I find it really interesting how it’s stirring things up so much so quick, and how different the ‘official’ or ‘professional’ response to it is vs. how actual people are responding.
Or how that seems to be anyway. I also wonder how much of it is manufactured.
It seems to be both divisive and unifying, at the same time. Like there’s some sort of culture war going on and this song is ground zero. But some people are trying to draw the split horizontally while others are trying to draw the split vertically.

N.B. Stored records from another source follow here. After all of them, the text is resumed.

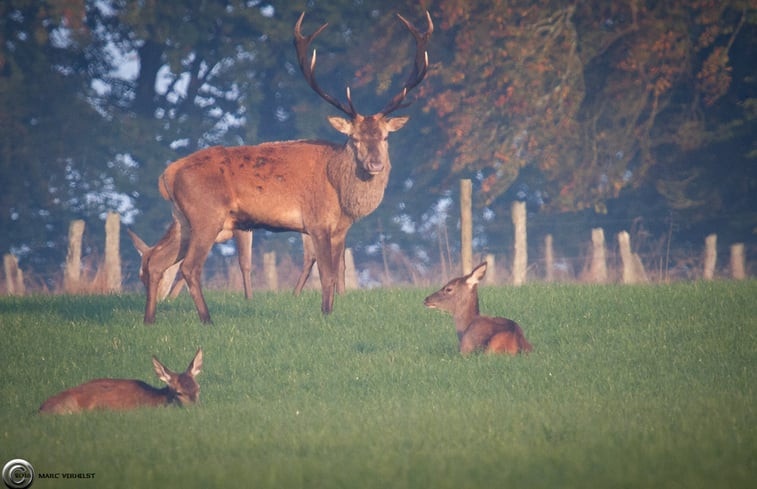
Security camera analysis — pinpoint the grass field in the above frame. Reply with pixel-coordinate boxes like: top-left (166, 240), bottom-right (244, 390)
top-left (0, 280), bottom-right (757, 489)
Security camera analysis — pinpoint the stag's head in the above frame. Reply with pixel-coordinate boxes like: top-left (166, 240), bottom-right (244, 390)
top-left (294, 12), bottom-right (434, 175)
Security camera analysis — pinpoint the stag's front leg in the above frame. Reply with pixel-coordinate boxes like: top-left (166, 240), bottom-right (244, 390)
top-left (311, 234), bottom-right (338, 314)
top-left (294, 233), bottom-right (315, 295)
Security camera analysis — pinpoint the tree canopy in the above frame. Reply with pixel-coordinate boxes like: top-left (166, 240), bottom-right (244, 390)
top-left (0, 0), bottom-right (757, 284)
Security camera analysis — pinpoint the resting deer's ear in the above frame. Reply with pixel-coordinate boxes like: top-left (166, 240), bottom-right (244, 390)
top-left (465, 262), bottom-right (486, 287)
top-left (187, 348), bottom-right (202, 377)
top-left (152, 357), bottom-right (172, 384)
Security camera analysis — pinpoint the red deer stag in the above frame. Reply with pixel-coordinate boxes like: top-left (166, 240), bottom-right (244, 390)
top-left (39, 348), bottom-right (202, 414)
top-left (423, 262), bottom-right (532, 355)
top-left (136, 12), bottom-right (433, 323)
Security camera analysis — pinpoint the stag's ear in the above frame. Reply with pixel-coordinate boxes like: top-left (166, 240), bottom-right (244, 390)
top-left (386, 117), bottom-right (410, 132)
top-left (329, 117), bottom-right (352, 136)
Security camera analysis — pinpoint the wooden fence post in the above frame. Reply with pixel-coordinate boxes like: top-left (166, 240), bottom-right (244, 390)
top-left (589, 228), bottom-right (608, 284)
top-left (263, 251), bottom-right (279, 290)
top-left (511, 201), bottom-right (528, 285)
top-left (344, 248), bottom-right (358, 290)
top-left (63, 219), bottom-right (84, 294)
top-left (618, 231), bottom-right (648, 284)
top-left (484, 253), bottom-right (497, 285)
top-left (460, 179), bottom-right (473, 275)
top-left (544, 234), bottom-right (555, 282)
top-left (104, 212), bottom-right (121, 293)
top-left (731, 243), bottom-right (746, 280)
top-left (3, 253), bottom-right (26, 295)
top-left (703, 234), bottom-right (718, 280)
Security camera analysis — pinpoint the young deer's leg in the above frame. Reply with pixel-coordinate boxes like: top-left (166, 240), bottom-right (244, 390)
top-left (143, 221), bottom-right (183, 324)
top-left (181, 227), bottom-right (218, 323)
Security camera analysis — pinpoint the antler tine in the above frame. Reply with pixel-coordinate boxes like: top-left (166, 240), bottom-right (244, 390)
top-left (381, 10), bottom-right (434, 115)
top-left (294, 12), bottom-right (357, 117)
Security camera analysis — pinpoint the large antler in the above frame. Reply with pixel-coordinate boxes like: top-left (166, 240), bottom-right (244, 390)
top-left (380, 10), bottom-right (434, 115)
top-left (294, 12), bottom-right (357, 117)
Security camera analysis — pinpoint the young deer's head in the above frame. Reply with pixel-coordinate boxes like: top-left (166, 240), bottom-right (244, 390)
top-left (423, 262), bottom-right (486, 331)
top-left (126, 224), bottom-right (181, 301)
top-left (152, 348), bottom-right (202, 406)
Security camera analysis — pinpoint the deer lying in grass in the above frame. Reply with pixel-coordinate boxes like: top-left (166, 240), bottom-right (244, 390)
top-left (39, 348), bottom-right (202, 414)
top-left (136, 12), bottom-right (433, 324)
top-left (423, 262), bottom-right (532, 355)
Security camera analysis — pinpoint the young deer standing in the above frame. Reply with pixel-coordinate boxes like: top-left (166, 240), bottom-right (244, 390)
top-left (39, 348), bottom-right (202, 414)
top-left (423, 262), bottom-right (532, 355)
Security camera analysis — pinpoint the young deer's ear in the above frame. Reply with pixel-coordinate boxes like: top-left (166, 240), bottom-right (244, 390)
top-left (187, 348), bottom-right (202, 377)
top-left (328, 116), bottom-right (352, 136)
top-left (465, 262), bottom-right (486, 287)
top-left (152, 357), bottom-right (173, 384)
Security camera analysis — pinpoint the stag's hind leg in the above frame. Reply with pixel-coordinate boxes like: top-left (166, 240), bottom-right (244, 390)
top-left (234, 229), bottom-right (252, 299)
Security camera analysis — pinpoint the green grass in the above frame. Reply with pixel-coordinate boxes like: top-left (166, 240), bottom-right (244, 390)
top-left (0, 281), bottom-right (757, 489)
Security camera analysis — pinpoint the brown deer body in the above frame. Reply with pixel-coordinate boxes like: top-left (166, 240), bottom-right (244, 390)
top-left (137, 13), bottom-right (433, 323)
top-left (39, 349), bottom-right (202, 414)
top-left (126, 225), bottom-right (252, 301)
top-left (423, 262), bottom-right (533, 355)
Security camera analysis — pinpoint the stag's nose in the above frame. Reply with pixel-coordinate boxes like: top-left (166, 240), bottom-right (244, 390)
top-left (365, 160), bottom-right (384, 175)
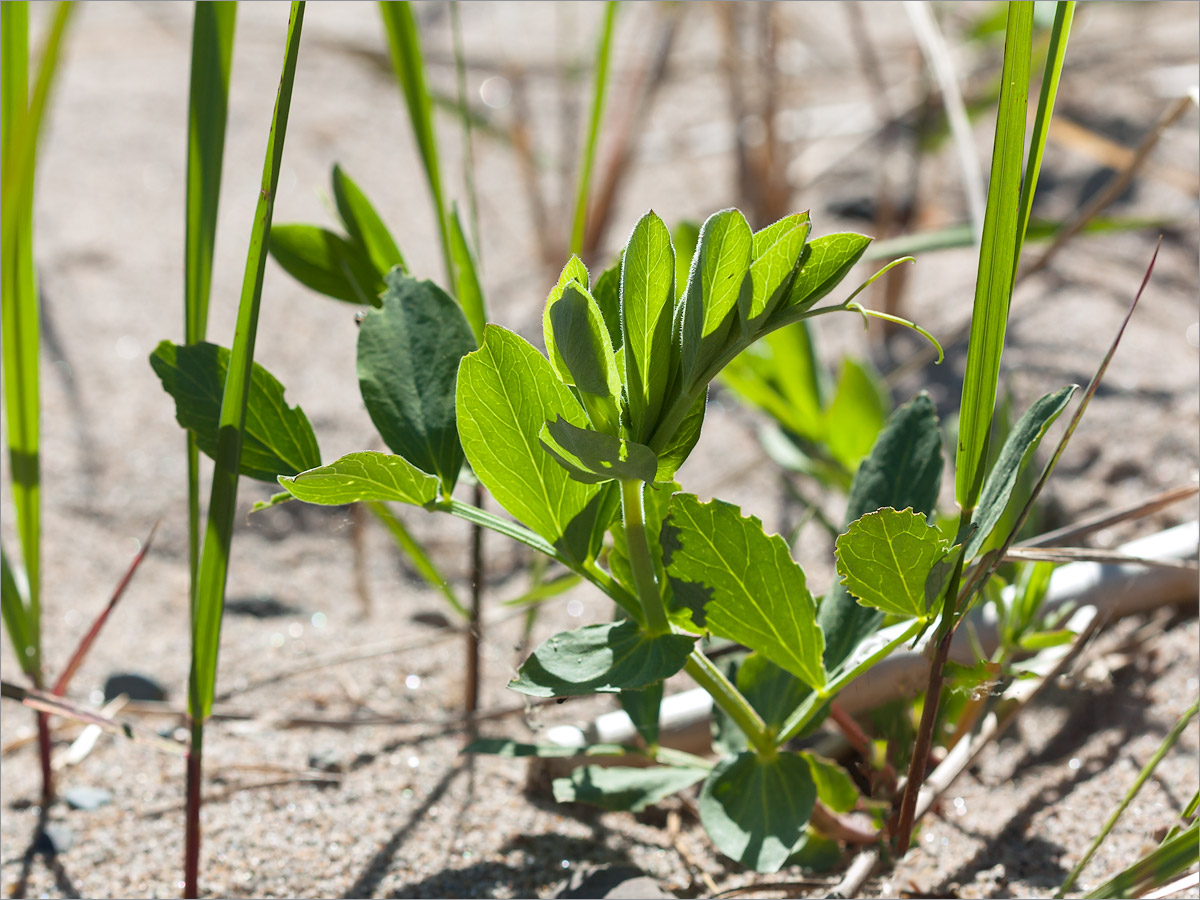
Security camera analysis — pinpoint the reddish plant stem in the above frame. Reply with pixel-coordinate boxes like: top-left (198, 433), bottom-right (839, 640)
top-left (463, 485), bottom-right (485, 736)
top-left (37, 712), bottom-right (54, 812)
top-left (895, 628), bottom-right (954, 858)
top-left (184, 722), bottom-right (204, 898)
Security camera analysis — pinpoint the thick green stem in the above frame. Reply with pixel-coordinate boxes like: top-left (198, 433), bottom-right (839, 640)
top-left (686, 647), bottom-right (778, 760)
top-left (775, 619), bottom-right (926, 746)
top-left (620, 479), bottom-right (671, 636)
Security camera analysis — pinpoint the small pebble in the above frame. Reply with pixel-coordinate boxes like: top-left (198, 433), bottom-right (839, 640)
top-left (104, 672), bottom-right (167, 703)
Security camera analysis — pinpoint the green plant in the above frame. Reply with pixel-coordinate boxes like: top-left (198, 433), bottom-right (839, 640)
top-left (152, 4), bottom-right (1104, 871)
top-left (0, 2), bottom-right (74, 809)
top-left (150, 2), bottom-right (304, 896)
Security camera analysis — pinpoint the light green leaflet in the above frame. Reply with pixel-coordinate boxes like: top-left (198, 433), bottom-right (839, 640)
top-left (509, 619), bottom-right (696, 697)
top-left (620, 211), bottom-right (676, 440)
top-left (541, 256), bottom-right (590, 384)
top-left (538, 419), bottom-right (659, 485)
top-left (280, 450), bottom-right (438, 506)
top-left (700, 751), bottom-right (817, 872)
top-left (742, 212), bottom-right (812, 322)
top-left (662, 493), bottom-right (826, 688)
top-left (836, 508), bottom-right (949, 618)
top-left (457, 325), bottom-right (600, 544)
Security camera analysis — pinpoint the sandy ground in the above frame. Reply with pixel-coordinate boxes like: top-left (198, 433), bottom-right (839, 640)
top-left (0, 2), bottom-right (1200, 898)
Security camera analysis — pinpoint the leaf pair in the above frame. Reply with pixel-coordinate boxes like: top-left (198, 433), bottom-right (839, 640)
top-left (269, 166), bottom-right (408, 306)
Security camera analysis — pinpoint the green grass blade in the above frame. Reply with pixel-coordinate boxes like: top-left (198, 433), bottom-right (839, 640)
top-left (1013, 0), bottom-right (1075, 278)
top-left (367, 500), bottom-right (470, 620)
top-left (0, 2), bottom-right (73, 684)
top-left (954, 2), bottom-right (1033, 512)
top-left (379, 0), bottom-right (455, 284)
top-left (188, 2), bottom-right (304, 722)
top-left (0, 546), bottom-right (38, 678)
top-left (571, 0), bottom-right (617, 256)
top-left (1055, 702), bottom-right (1200, 898)
top-left (184, 0), bottom-right (238, 604)
top-left (450, 205), bottom-right (487, 346)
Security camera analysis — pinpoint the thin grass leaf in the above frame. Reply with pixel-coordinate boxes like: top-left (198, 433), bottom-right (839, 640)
top-left (184, 0), bottom-right (238, 605)
top-left (188, 2), bottom-right (304, 724)
top-left (571, 0), bottom-right (617, 256)
top-left (1055, 701), bottom-right (1200, 898)
top-left (379, 0), bottom-right (455, 284)
top-left (0, 2), bottom-right (73, 684)
top-left (450, 204), bottom-right (487, 347)
top-left (1013, 0), bottom-right (1075, 271)
top-left (954, 2), bottom-right (1033, 512)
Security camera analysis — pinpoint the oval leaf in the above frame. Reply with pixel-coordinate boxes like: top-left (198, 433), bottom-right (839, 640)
top-left (835, 508), bottom-right (949, 618)
top-left (280, 450), bottom-right (438, 506)
top-left (268, 224), bottom-right (384, 306)
top-left (700, 751), bottom-right (817, 872)
top-left (358, 270), bottom-right (475, 496)
top-left (662, 493), bottom-right (826, 688)
top-left (150, 341), bottom-right (320, 482)
top-left (538, 418), bottom-right (658, 485)
top-left (554, 766), bottom-right (708, 812)
top-left (965, 384), bottom-right (1075, 559)
top-left (457, 325), bottom-right (600, 544)
top-left (509, 619), bottom-right (696, 697)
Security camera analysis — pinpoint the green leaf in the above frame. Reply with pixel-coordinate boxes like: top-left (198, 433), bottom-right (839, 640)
top-left (332, 166), bottom-right (408, 275)
top-left (700, 751), bottom-right (817, 872)
top-left (817, 394), bottom-right (942, 670)
top-left (269, 224), bottom-right (384, 306)
top-left (358, 270), bottom-right (475, 496)
top-left (150, 341), bottom-right (320, 482)
top-left (189, 2), bottom-right (307, 734)
top-left (554, 766), bottom-right (708, 812)
top-left (379, 2), bottom-right (455, 289)
top-left (776, 232), bottom-right (871, 317)
top-left (617, 682), bottom-right (667, 748)
top-left (538, 418), bottom-right (658, 485)
top-left (654, 391), bottom-right (708, 481)
top-left (620, 211), bottom-right (676, 440)
top-left (541, 256), bottom-right (590, 384)
top-left (954, 4), bottom-right (1033, 510)
top-left (280, 450), bottom-right (438, 506)
top-left (965, 384), bottom-right (1075, 559)
top-left (450, 204), bottom-right (487, 346)
top-left (547, 283), bottom-right (620, 434)
top-left (592, 259), bottom-right (624, 350)
top-left (509, 619), bottom-right (696, 697)
top-left (0, 546), bottom-right (34, 676)
top-left (824, 358), bottom-right (888, 472)
top-left (671, 220), bottom-right (700, 302)
top-left (742, 212), bottom-right (812, 323)
top-left (457, 325), bottom-right (601, 544)
top-left (800, 751), bottom-right (859, 812)
top-left (737, 653), bottom-right (809, 731)
top-left (662, 493), bottom-right (826, 688)
top-left (835, 508), bottom-right (949, 618)
top-left (680, 209), bottom-right (754, 384)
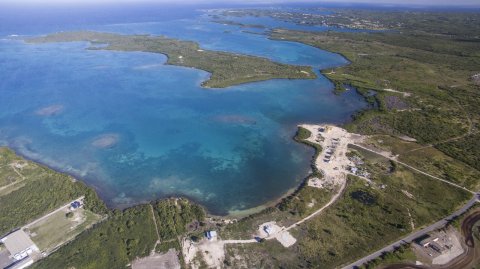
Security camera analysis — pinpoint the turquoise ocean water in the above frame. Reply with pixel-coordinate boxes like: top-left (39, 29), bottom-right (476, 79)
top-left (0, 4), bottom-right (366, 214)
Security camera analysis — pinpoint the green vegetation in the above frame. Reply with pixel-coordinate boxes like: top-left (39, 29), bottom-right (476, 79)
top-left (0, 148), bottom-right (106, 234)
top-left (271, 10), bottom-right (480, 196)
top-left (229, 148), bottom-right (470, 268)
top-left (271, 22), bottom-right (480, 149)
top-left (366, 136), bottom-right (480, 190)
top-left (360, 245), bottom-right (417, 269)
top-left (27, 209), bottom-right (101, 252)
top-left (293, 127), bottom-right (323, 177)
top-left (27, 32), bottom-right (316, 88)
top-left (32, 205), bottom-right (157, 269)
top-left (33, 199), bottom-right (205, 269)
top-left (153, 199), bottom-right (205, 241)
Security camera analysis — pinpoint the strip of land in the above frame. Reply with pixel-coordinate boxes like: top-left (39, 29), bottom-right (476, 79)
top-left (26, 31), bottom-right (317, 88)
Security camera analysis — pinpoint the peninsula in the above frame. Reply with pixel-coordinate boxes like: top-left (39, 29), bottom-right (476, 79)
top-left (26, 31), bottom-right (317, 88)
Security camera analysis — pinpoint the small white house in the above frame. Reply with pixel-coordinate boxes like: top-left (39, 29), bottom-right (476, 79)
top-left (263, 225), bottom-right (275, 235)
top-left (207, 231), bottom-right (217, 241)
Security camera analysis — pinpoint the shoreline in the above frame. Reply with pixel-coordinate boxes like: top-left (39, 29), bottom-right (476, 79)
top-left (0, 23), bottom-right (370, 219)
top-left (0, 124), bottom-right (316, 219)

It’s astroturfing. I made it about 30 seconds into that song and shut it off. It’s typical right wing “government is the problem…lazy people on welfare are the problem” bullshit. He’s pointing out real problems but then blaming the wrong people. And the whole “north of Richmond” line is blatantly referencing Civil War era North/South division and is arguably a dog whistle to white supremacists.
I think it’s helpful if you do at least hint in some way that there might be a means of redemption. One thing I love about Bruce Springsteen is his characters are never left completely bereft of hope. Woody Guthrie wrote, “I hate a song that makes you think you are not any good. I hate a song that makes you think that you are just born to lose. I’m out to fight those songs to my very last breath.” That was something I learned from working on [Guthrie’s] Mermaid Avenue archives. Woody never wrote a cynical song in his life. I feel I’m part of that tradition. You’re not going to solve anything with a song. Music can’t change the world—we all know that. But you can at least make a suggestion of where the problem lies from your perspective and how you might solve it. I’m trying to suggest that it doesn’t matter what color you are, the problem is that the system is rigged against you by rich people. Oliver Anthony would say, “That’s what my song was about.” And I would say, why don’t you write about that without punching down? Why don’t you let those people eat their Fudge Rounds? There’s also a kind of Reaganite anti-taxation thing in there, to say nothing of the Jeffrey Epstein swipe. I didn’t want him in my fucking song.
There is no confirmation of that offer from any reliable news source. In fact, only sketchy right wing websites are reporting that. Right now, the only source for his turning down all these offers is him. There was a rumor the other day that came from a different source that said he turned down an offer to do the Superbowl halftime show, but that source was a satirical website and a lot of people didn’t realize that. As we used to say in Texas, that guy is all hat and no cattle.